Каноль отодвинул стол и кресло, взял шляпу и почтительно стал шагах в четырех от кровати.
— Войдите! — крикнула принцесса.
Тотчас в комнату вошла самая церемонная процессия. Тут были женщины, офицеры, камергеры — всё, что составляло двор принцессы.
— Ваше высочество, — сказал старший камердинер, — уже разбудили принца Энгиенского, теперь он может принять посланного от короля.
Каноль взглянул на виконтессу. Взгляд этот очень ясно сказал ей:
— Так ли мы условились?
Она очень хорошо поняла этот взгляд, полный молний, и, вероятно, из благодарности за все, что сделал Каноль, или, может быть, из желания посмеяться над присутствующими (такие желания кроются вечно в сердце самой доброй женщины) она сказала:
— Приведите мне сюда герцога Энгиенского, пусть господин посланный увидит сына моего в моем присутствии.
Ей тотчас повиновались и через минуту привели принца.
Мы уже сказали, что, наблюдая за малейшими подробностями последних приготовлений принцессы к отъезду, барон видел, как принц бегал и играл, но не мог видеть лица его. Только Каноль заметил его простой охотничий костюм. Он подумал, что не может быть, чтобы для него, Каноля, одели принца в великолепное шитое платье. Мысль, что настоящий принц уехал с матерью, превратилась в достоверность: он молча, в продолжение нескольких минут, рассматривал наследника знаменитого принца Конде, и насмешливая, хотя и почтительная улыбка явилась на его устах.

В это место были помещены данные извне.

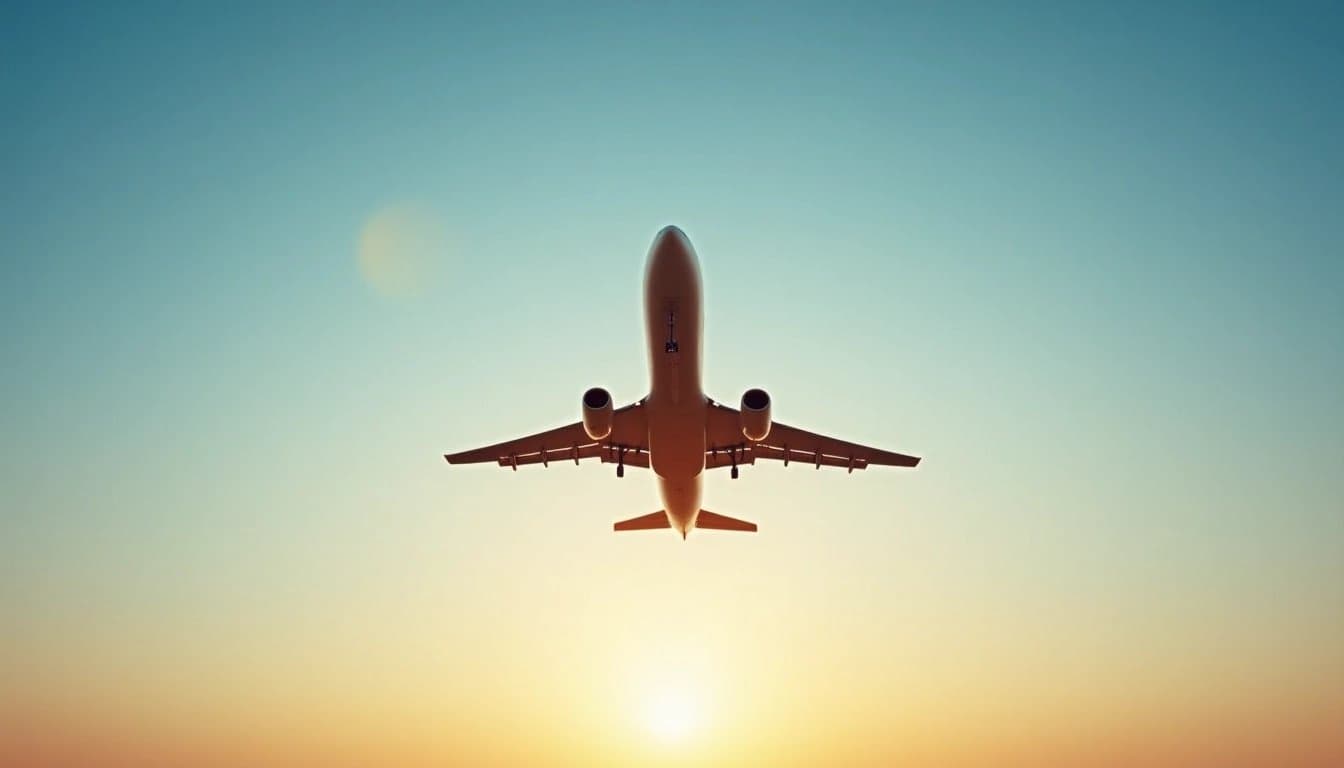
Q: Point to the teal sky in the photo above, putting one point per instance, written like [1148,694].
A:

Он сказал, кланяясь низко:
— Очень счастлив, что имею честь видеть вашу светлость.
Виконтесса, с которой мальчик не спускал глаз, показала ему, что надобно поклониться, и так как ей показалось, что Каноль внимательно следит за подробностями этой сцены, она сказала с раздражением:
— Сын мой, офицер этот — барон де Каноль, присланный королем. Дайте ему поцеловать руку.
По этому приказанию Пьерро, достаточно обученный предусмотрительным Лене, протянул руку, которую он не мог и не успел превратить в руку дворянина. Каноль был принужден при скрытом смехе всех присутствующих поцеловать эту руку, которую самый недальновидный человек не признал бы за аристократическую.

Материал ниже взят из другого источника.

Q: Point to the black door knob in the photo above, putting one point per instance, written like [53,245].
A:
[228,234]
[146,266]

— О, виконтесса, — прошептал он, — вы дорого заплатите мне за этот поцелуй!
И он поклонился почтительно и благодарил Пьерро за честь, которой удостоился.
Потом, понимая, что после этого последнего испытания ему невозможно долго оставаться в комнате дамы, он повернулся к виконтессе и сказал:
— Сегодня должность моя кончена и мне остается только попросить позволения уйти.

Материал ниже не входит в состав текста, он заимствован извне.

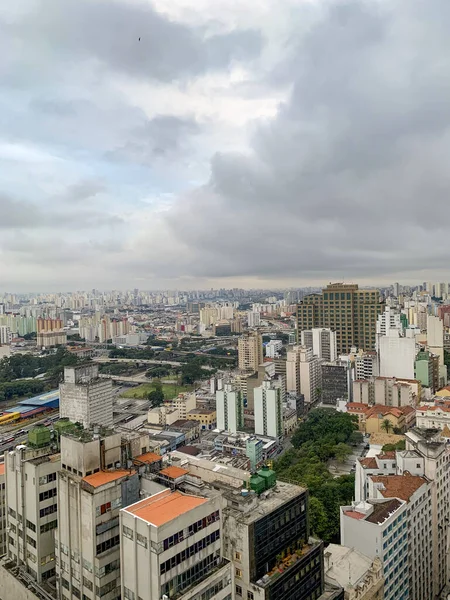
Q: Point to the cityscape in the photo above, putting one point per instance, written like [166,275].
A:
[224,300]
[226,443]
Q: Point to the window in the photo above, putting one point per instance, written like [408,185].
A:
[31,525]
[127,532]
[48,494]
[49,526]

— Извольте, милостивый государь, — отвечала Клара, — вы видите, мы все здесь очень тихи, стало быть, вы можете почитывать спокойно.
— Но мне нужно еще выпросить у вашего высочества величайшую милость.
— Что такое? — спросила Клара с беспокойством.
Она по голосу Каноля поняла, что он хочет отмстить ей.
— Наградите меня тою же милостью, которой удостоил меня сын ваш.